The story ended when an earthquake happened and the wall between their apartments collapsed to create a hole. The two people finally got a chance to see how close they once were and were finally together.
It makes me think that sometimes we plan so hard for something to happen but it just won't, whereas some other things can just pop up to our surprise. Sometimes things fall together in a weird way. The way I came back home was certainly one of them. Sometimes I wonder if I would be better off just letting go of most of my 'wants' and see how life would treat me. Does life take care of itself or do I plan and work hard toward some goals. There isn't an easy answer to that question, I guess.
And the lyrics of the soundtrack go like this.
I heard that the winter has gone, and all of a sudden I opened my eyes from the hibernation.
I have waited for so long for it to happen but it seems that I can't really plan for the future.
Perhaps someone is waiting for me in the near future, somewhere outside the bus, on a gloomy rainy day, in an unexpected evening, or, just somewhere.
I turn to my left, then to my right, and wonder how many turns it takes for love to get here;
I don't know whom I will meet, what we will say to each other, and how much longer it takes for me to run into this person.
Did I hear the wind whistling in the crowd, or is it in the subway?
Here I am holding a number to love.
I dream that I can fast forward the time to get there, but the entrance to it seems so narrow that I can't get in.
Perhaps you understand the hurt in me as you have gone through this before.
I want this puzzle to be solved and I dream of a beautifully unplanned glance of destiny.
So a few months ago I was driving home from teaching a night class. I was so hungry I could eat a cow. Then I passed by this "handmade bao tsu store" which was not too far from my school. So I stopped to get one with veggie filling and a cup of warm soy bean milk. Then I was in shock to see the size of the bao tsu when I had a first bite. It was as huge as a man's palm, and I didn't know if it was because I was in hunger or what, but it tasted so good.
I went back to the store and bought some more for my family. I also tried their meat version. It was as good as the vegetable ones. The dough was nicely made too. It only costs 15 NT.
But the store opens from 8 p.m. to 11 a.m. and it is way out. Therefore I have to always make plans to call ahead to order. Oh, and their soy bean milk is vey good too.
Believe or not, it has been over 35c everyday here since about a week ago. I have been feeling sleepy all day long and didn't know why. Well, someone told me that I might have gotten a heat stroke. Since I don't have a garage, my car is constantly parked outside. Getting into the car in the day time is like getting myself into an oven. That might have caused it. Or, perhaps the cycling room in the gym was just too cold to disturb my body's temperature adjustment system. Who knows.

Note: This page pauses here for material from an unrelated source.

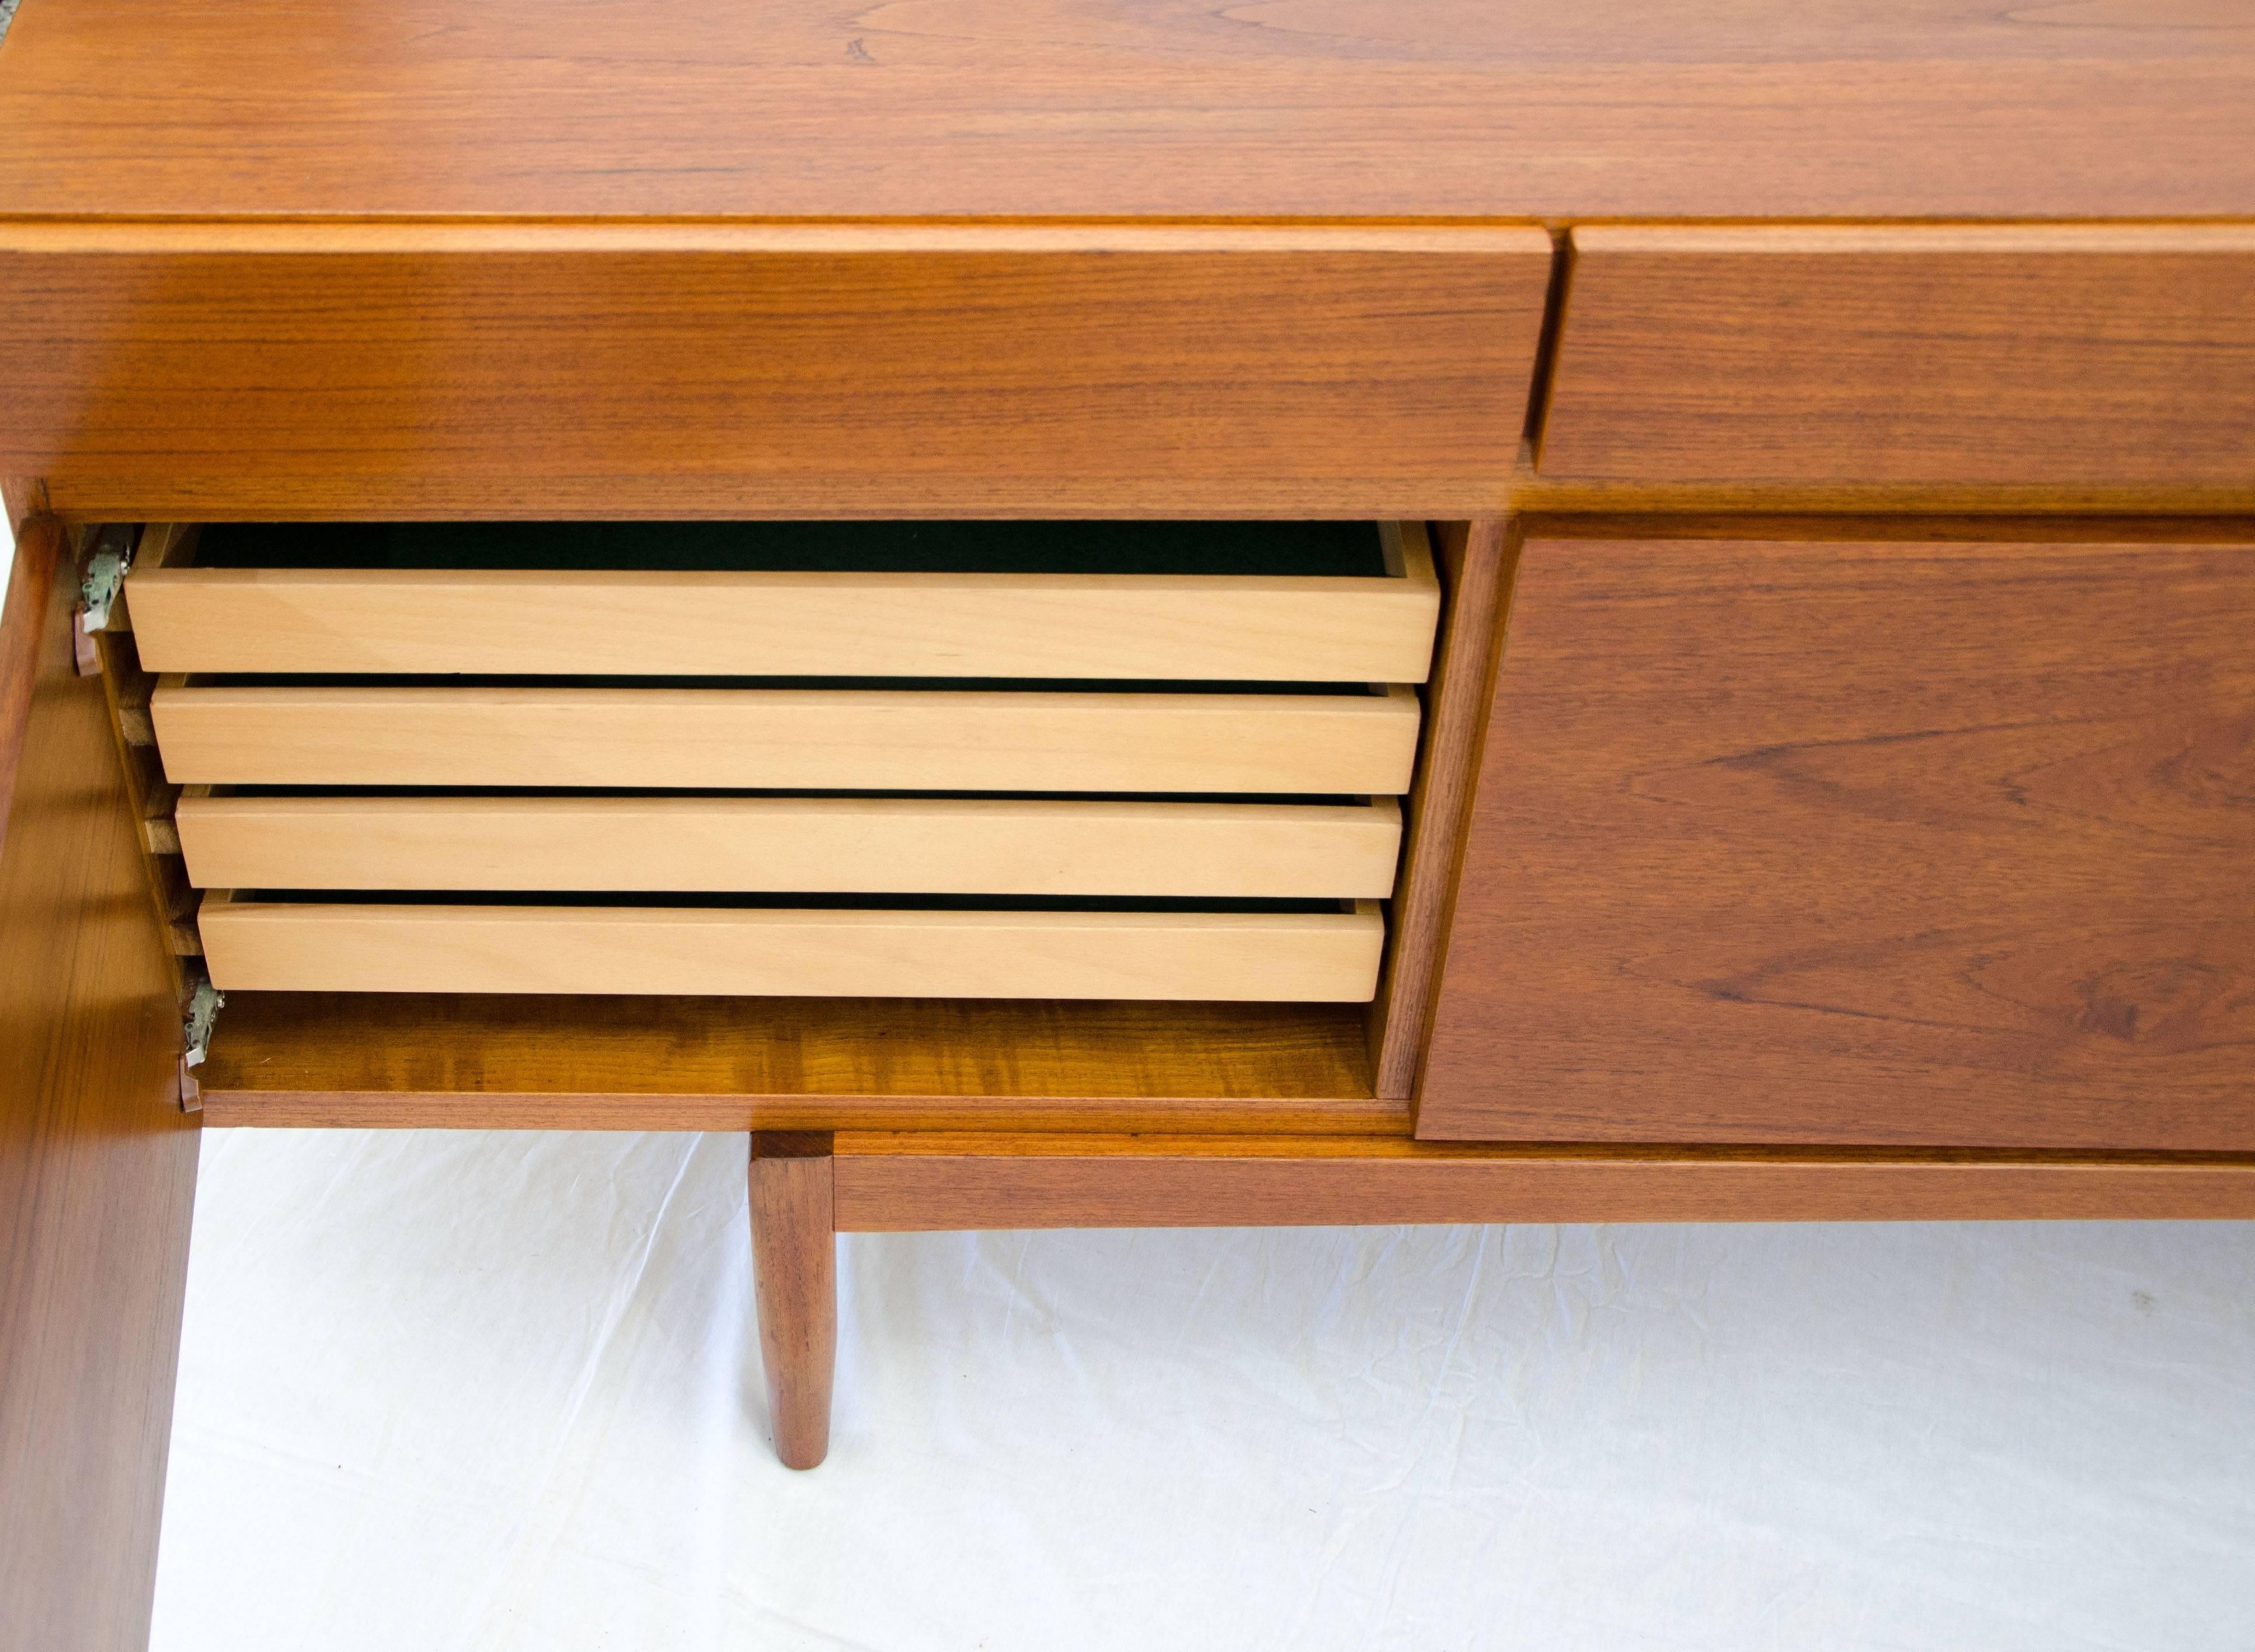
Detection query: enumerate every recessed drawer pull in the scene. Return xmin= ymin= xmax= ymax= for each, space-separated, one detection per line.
xmin=174 ymin=794 xmax=1404 ymax=899
xmin=151 ymin=683 xmax=1422 ymax=796
xmin=195 ymin=894 xmax=1386 ymax=1003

Tonight I decided to make a drink, lime juice with brown sugar, in the hope of relieving my symptom. I was told again today that brown sugar helps wash out the toxins in our bodies. The smell of lime made me feel better, but I think I would rather have honey with the juice. Oh, well, I'll do anything for a cure.
Then, just as I was sitting down to enjoy the drink, an earthquake happened! NOW! AS I AM WRITING THIS! The building is shaking and should I be scared?
This was taken back during the Chinese Lantern Festival: in celebration of the last day of the Chinese New Year. Dad and I went to this event in Chiayi and it was bumper to bumper driving there. Unfortunately, I did not bring my camera with me so this was taken with my Nokia N-70 cell phone. I wished I had recorded videos of the amazing firework. They had spent so much money on the event just to have firework come up every 30 minutes for about a week.